B: My presentation of the concept will be an interdisciplinary approach, basically in international law, meanwhile benefiting from the international regime theory of International Relations as the theoretical basis.
I will define the concepts of international regimes, Dynamics of Regimes and the transition process of them turning to Legal Rules and Regimes, and I will compare the Dynamic of these regimes to the same process of change in forms of legal rules. This would lead to the conclusion that, since the international legal regimes tend to status quo ante, they would act in wickedness of their creators in situations of rapid and peril threat or danger which is a fundamental change to basic causal variables and hence dynamic of a hypothetical legal regime (in this case the regime of use of force).

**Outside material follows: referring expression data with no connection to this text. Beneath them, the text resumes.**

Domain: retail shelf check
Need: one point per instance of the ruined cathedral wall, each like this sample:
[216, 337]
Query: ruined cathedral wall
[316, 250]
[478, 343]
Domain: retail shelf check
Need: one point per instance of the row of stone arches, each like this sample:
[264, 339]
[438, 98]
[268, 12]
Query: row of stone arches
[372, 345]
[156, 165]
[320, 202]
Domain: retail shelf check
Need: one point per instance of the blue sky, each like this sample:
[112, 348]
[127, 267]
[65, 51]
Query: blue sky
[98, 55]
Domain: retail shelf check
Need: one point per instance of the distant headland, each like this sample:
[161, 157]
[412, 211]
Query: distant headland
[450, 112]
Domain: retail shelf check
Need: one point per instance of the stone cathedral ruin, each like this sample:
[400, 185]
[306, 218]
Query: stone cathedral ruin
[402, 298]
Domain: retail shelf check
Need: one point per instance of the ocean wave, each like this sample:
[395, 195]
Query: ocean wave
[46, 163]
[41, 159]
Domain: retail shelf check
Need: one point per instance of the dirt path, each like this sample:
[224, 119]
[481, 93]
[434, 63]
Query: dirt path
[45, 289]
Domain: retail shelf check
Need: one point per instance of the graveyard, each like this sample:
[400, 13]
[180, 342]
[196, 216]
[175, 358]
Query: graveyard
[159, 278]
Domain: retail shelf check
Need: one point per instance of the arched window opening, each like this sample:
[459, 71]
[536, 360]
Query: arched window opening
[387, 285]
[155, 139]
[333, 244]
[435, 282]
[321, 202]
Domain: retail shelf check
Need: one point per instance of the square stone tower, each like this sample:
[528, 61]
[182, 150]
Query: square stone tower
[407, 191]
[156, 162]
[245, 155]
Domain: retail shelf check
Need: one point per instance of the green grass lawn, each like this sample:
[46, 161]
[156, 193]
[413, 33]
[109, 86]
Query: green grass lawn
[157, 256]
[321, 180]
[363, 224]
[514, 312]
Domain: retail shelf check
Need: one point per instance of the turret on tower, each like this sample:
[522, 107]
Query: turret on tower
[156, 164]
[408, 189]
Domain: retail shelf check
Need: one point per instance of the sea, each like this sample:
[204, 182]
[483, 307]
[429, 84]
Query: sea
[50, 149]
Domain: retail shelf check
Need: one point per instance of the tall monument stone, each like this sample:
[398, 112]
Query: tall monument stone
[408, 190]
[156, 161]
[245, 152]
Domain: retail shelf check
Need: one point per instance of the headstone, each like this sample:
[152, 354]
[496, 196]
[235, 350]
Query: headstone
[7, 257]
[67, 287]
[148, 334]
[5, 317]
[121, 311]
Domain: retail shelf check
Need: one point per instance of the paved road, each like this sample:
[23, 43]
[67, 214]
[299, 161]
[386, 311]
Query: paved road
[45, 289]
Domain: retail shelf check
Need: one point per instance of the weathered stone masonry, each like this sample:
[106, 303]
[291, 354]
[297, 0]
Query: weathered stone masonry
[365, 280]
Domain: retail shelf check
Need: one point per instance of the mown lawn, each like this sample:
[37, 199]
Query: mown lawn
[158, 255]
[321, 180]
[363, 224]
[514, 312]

For all these arguments I will study the case of al-Qaeda, which as non-state actor has played a strategically different role from many other non-state actors, at and before its time.
I will make my attempts to evaluate the changes in international rules stemming from of the 9/11 and other terrorist incidents with similar character, focusing on the (anticipatory) self-defense regime in international law, as a competitive thesis to collective defense regime; as we put self help in contrast to collective action.
The anticipatory self defense will be examined through history of state practice, with special consideration to recent so-called uses of the thesis by regional powers, e.g. in Iraq concerning the Kurds (PKK), and other belligerent armed groups in the region and the question of anticipatory self defense in their cases.
Plat du jour:
1) Introduction: Security as a need and as a function for state in a state centered system.
2) International Regimes: Definition, Elements of basic causal variable, their Dynamic;
3) A Typology of non state actors and a Typology of Threat: When do they get to be a security threat?
4) International Collective Defense Regime: Security council in practice and the question of non state actors, failures and challenges;
5) Conclusion: Self help and self anticipatory defense as the alternative taken by some actors; is it licit in case of non-state actors in several supra mentioned types?
The plat referred to in the previous passages, may vary in heading process of writing. The idea of this essay is the heart of my master thesis, being written under supervision of Prof. Djamchid Momtaz, in Teheran University, to be submitted in june-july 2008, under the name: Non-State Actors and Collective Defense Regime.